Mar. 18th, 2019

morgan_edwin: (Default)
 Today was the first day I was out in the world as myself without anyone else as a buffer. I had to go visit my boyfriend at the hospital (long story), and then I went to McDonald's, and to a gas station to get some stuff for my boyfriend who was staying at the nearby Motel 6. I came in contact with men, and I wondered how they perceived me-- as a butch woman or as a man. I think I passed. The reason I think I passed is because I got no reaction at all from any of them. I was just this guy, you know?

And I used the men's room and I realized that the pronoun button I was wearing was actually a dead giveaway. I didn't need it. That's right. I don't need to wear a button every day to remind me of who I am or express my identity to others. I'm just Morgan, full stop. I'll wear the button at appropriate events such as support groups and conventions, but otherwise, I'm not wearing it out anymore. I feel like it's some kind of mini milestone. Maybe it's the new glasses. They are pretty snazzy.

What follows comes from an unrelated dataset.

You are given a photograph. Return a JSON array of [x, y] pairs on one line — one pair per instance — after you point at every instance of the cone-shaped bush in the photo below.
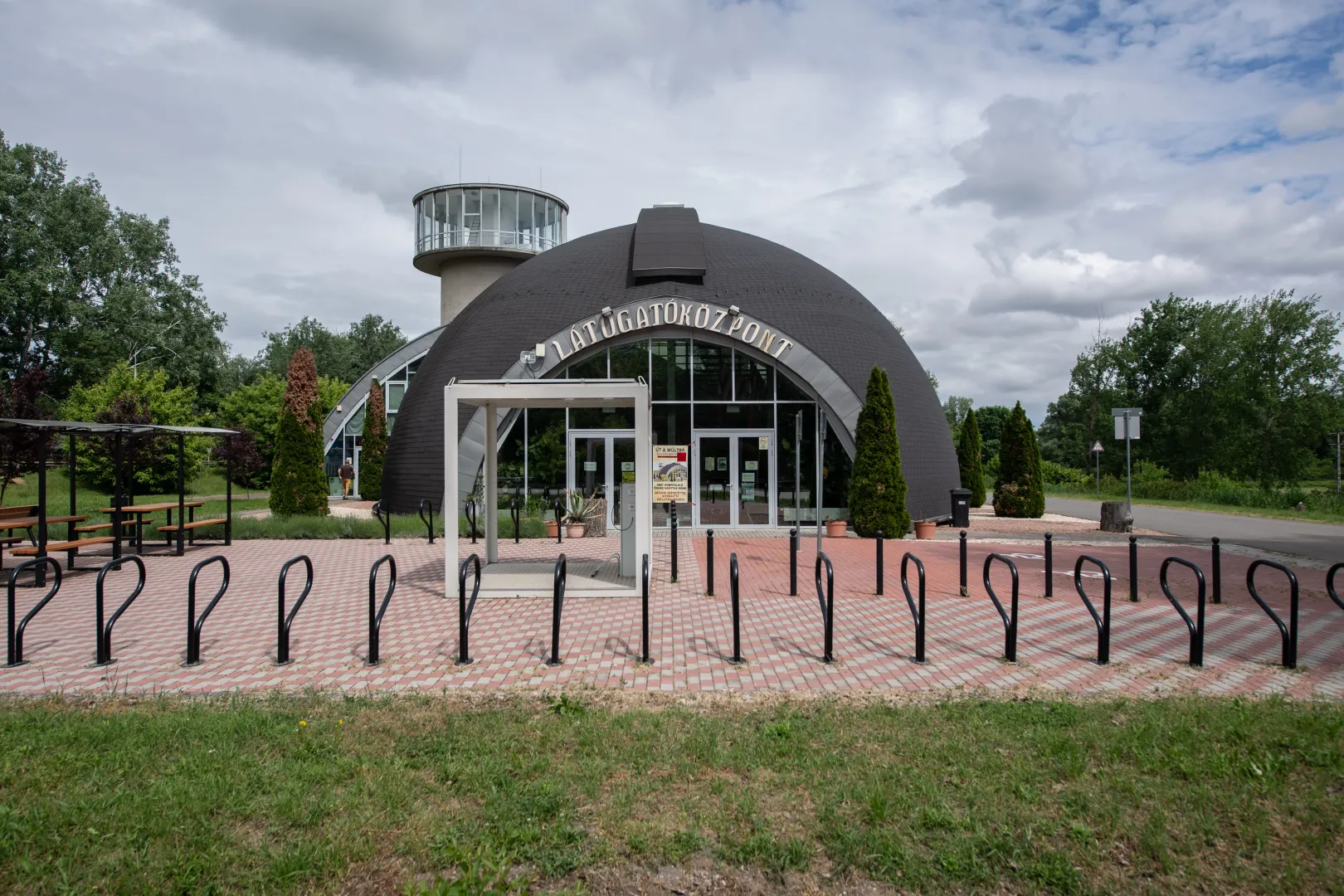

The one problem I am having is voice dysphoria. I know that my voice is low for a woman's, but it's still a dead giveaway. I'm trying to find a way to talk and sound male without sounding like a cartoon character. Until I get on T, I'm going to have to figure something out. Voice coaching has been suggested, as have YouTube videos. I"ll do some research later.

I haven't had much dysphoria about my chest. As long as I'm wearing my binder, I feel pretty secure. I did have a moment today when I realized my hoodie (which is cut for a woman) was feminizing my profile a bit, so I unzipped it and shoved up the sleeves.

Anyway, another successful day of being me. I expect them to continue. I'm looking forward to going to my first transmasculine support group tomorrow night, and I'm hoping to make a few new friends.